If the figures presented in the article conflict with a pre-held negative personal bias towards SFMM, then that is just the way it goes.
It's not a negative personal bias. There just isn't any way to make the math work out. Let's say Magic Mountain has an operating margin of 33%---that's 1/3 higher than even the most successful theme park operators, mind you. They drew 2.8M guests---that's believed to be factually accurate. To have made $50M last year, those guests would have to spend an average of $53.50 per person---almost double the average per capita spending chain-wide. So, Magic Mountain must be VASTLY more efficient than not only the average Six Flags park, but ANY amusement park. But, it must also be VASTLY more capable at separating guests from their money than the average Six Flags park ($32 and change per cap in '05) or the average Cedar Fair park ($37.68).
Of course, it is possible that Magic Mountain is both wildly efficient and wildly successful at getting guests to part with money. However, if that were really the case, I'm not so sure Shapiro would be so excited to try to sell the thing.

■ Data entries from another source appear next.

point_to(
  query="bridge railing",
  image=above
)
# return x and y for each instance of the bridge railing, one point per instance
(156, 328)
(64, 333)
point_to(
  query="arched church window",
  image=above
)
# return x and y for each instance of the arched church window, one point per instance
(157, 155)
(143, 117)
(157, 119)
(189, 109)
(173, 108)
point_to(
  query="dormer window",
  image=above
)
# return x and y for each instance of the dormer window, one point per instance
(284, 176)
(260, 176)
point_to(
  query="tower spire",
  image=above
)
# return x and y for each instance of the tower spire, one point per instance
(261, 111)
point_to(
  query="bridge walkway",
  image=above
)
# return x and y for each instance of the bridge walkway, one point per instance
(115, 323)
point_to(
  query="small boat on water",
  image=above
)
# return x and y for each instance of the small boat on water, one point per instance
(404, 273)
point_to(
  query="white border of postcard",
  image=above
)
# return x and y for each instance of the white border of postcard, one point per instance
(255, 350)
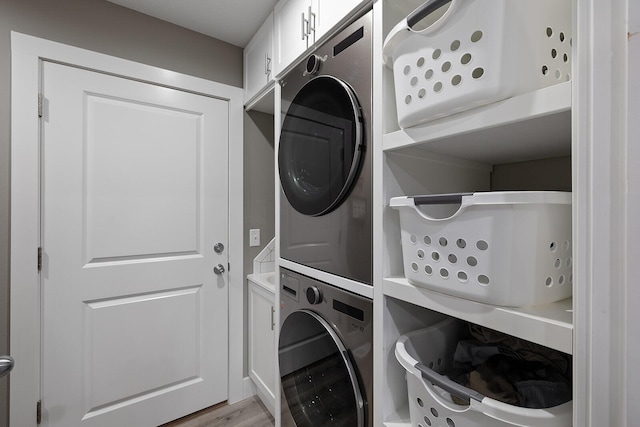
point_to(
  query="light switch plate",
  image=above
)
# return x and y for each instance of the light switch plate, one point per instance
(254, 237)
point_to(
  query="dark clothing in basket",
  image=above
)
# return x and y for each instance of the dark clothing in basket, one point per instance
(512, 370)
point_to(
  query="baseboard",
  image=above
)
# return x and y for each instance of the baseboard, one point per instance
(248, 388)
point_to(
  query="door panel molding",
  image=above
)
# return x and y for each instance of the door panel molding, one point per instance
(27, 55)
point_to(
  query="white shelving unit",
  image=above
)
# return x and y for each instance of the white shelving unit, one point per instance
(550, 325)
(534, 125)
(454, 154)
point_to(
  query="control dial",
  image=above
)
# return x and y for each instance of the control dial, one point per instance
(314, 295)
(313, 64)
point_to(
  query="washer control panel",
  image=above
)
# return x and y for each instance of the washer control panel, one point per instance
(314, 295)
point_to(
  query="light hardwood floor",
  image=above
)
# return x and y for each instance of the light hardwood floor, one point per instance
(248, 413)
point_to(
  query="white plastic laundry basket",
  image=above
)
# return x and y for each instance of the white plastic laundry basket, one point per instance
(503, 248)
(426, 354)
(476, 53)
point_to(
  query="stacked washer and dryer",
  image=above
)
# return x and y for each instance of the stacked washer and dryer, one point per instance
(325, 162)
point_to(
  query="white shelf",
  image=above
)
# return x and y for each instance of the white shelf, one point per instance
(535, 125)
(550, 325)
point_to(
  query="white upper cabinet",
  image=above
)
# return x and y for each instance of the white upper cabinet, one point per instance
(292, 31)
(299, 24)
(330, 13)
(258, 61)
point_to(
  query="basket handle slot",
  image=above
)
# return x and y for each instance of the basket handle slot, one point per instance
(448, 385)
(440, 199)
(425, 10)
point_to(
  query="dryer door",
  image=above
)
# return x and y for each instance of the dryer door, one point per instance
(319, 381)
(321, 146)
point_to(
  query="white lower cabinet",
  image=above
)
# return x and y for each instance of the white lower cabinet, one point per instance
(262, 363)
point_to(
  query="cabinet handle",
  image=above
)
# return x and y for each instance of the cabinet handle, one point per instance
(267, 64)
(312, 27)
(304, 31)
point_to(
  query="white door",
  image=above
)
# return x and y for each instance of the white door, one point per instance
(134, 198)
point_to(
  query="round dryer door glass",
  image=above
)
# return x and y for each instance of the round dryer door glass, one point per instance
(319, 381)
(321, 146)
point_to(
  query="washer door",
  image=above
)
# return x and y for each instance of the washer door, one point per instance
(321, 146)
(319, 380)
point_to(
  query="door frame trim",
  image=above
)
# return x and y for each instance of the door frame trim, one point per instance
(27, 53)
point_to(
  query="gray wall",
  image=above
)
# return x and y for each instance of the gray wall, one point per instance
(107, 28)
(546, 174)
(259, 193)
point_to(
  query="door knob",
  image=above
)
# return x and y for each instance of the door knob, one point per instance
(218, 269)
(6, 365)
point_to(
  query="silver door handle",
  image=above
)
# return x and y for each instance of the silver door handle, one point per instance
(6, 365)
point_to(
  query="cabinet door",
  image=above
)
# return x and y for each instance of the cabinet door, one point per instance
(329, 13)
(258, 60)
(291, 31)
(262, 363)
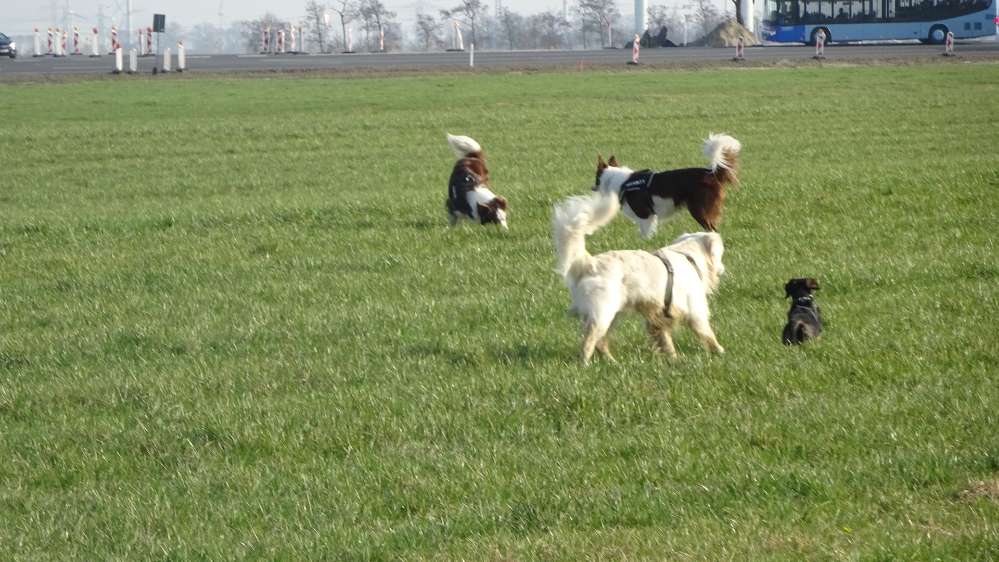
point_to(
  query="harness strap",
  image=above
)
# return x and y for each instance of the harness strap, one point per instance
(668, 299)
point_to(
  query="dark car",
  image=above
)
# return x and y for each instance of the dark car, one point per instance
(8, 46)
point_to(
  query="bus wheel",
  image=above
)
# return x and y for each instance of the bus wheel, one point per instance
(937, 35)
(815, 33)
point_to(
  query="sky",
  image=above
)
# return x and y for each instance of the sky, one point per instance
(20, 16)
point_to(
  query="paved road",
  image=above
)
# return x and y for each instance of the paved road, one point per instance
(82, 65)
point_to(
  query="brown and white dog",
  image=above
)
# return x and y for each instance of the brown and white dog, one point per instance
(467, 193)
(666, 287)
(647, 196)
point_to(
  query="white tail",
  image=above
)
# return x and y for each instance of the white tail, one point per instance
(721, 151)
(573, 220)
(462, 146)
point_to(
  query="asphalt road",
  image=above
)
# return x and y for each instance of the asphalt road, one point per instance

I am biased, but I'm biased in favor of math. In this case, the math doesn't work. If you'd like to correct my math, or the underlying assumptions, feel free, but accusing me of bias just isn't going to wash. As further evidence of my "bias", feel free to read the Six Flags Survey thread---in which I *defend* the reports of increased customer satisfaction at Six Flags parks in general, and Magic Mountain in particular.
So, again, nice try, but it's not going to stick. If you'd like to debate the truth of the number, feel free. If you want to resort to ad hominem attacks, that's your business, but the rest of us see them for what they are.